There is now “no single understanding” of the faith. New Prayer Books will emerge that will enshrine the majority faction’s dogmas. The question for conservatives is not whether they can stop this but if the majority will allow “two rites [to] exist side by side.”
Prof. Seitz noted the “intermediate steps” taken at the 2012 to allow each bishop to approve or reject local gay marriage rites had “no long term integrity.” The General Convention endorsed “diocesan autonomy here, but rejects it elsewhere.”
In the Episcopal Church and Anglican Church of Canada “we are in a genuinely new time. A time of accomplishment and tidying up,” Prof Seitz said, and this is “why encouragement matters” for conservatives remaining in these churches. “Others have left us and our blazing new trails,” but not all hear the call to depart.
Encouragement for the conservative remnant “would be allowing the status quo ante. Not a new church allowing traditional Anglicans” a home, but the existing churches giving conservatives “the moral space and right to exist.”

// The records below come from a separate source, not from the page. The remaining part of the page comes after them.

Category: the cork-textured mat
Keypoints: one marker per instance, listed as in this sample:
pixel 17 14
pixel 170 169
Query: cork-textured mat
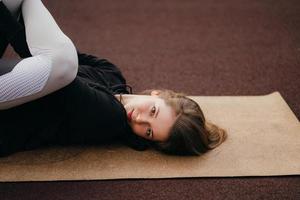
pixel 263 140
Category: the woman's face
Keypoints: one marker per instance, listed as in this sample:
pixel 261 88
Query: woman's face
pixel 150 117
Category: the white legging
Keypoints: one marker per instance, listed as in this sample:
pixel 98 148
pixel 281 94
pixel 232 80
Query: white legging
pixel 53 64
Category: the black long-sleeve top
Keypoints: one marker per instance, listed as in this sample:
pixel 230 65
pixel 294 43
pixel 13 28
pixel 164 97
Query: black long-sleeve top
pixel 84 112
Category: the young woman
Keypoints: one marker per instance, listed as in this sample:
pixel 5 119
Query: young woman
pixel 57 96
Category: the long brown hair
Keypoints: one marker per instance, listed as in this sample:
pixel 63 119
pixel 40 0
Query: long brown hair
pixel 191 134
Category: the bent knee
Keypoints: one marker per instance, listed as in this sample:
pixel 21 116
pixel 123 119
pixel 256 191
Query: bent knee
pixel 65 61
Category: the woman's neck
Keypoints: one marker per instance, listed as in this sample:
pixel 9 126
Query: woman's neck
pixel 125 97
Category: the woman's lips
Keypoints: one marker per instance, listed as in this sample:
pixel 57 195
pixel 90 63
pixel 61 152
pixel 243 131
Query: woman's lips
pixel 129 115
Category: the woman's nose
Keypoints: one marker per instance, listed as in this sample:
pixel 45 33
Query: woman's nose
pixel 140 118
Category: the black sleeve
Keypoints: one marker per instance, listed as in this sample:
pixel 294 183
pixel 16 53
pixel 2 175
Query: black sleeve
pixel 13 32
pixel 106 67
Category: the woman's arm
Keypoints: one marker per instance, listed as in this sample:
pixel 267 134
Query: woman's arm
pixel 54 63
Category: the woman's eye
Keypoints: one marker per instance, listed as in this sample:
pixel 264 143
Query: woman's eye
pixel 149 132
pixel 153 110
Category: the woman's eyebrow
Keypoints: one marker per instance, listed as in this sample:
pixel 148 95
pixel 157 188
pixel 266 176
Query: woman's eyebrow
pixel 157 112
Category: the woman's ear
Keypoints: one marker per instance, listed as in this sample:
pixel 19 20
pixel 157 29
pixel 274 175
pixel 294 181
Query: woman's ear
pixel 155 92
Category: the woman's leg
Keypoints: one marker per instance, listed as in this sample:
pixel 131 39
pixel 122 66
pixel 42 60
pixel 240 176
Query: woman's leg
pixel 54 63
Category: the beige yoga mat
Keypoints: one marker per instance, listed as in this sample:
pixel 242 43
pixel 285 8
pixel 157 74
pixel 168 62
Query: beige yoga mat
pixel 263 140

“Will dioceses and parishes be permitted to do what has been done before,” he asked. Will we be given the “moral space to conserve our traditions? Can bishops let go of parishes? Can dioceses choose to say no? Can we [as Episcopalians] remain a valued and trustworthy expression of the church catholic?”
[….]
“Conservative parishes are waiting and trusting,” he said, as “God is hiding his face for a season for his own purposes.”
Perhaps God is hiding his face because the conservative parishes still in TEC and the ACoC have ignored his call to disentangle themselves from institutional apostasy.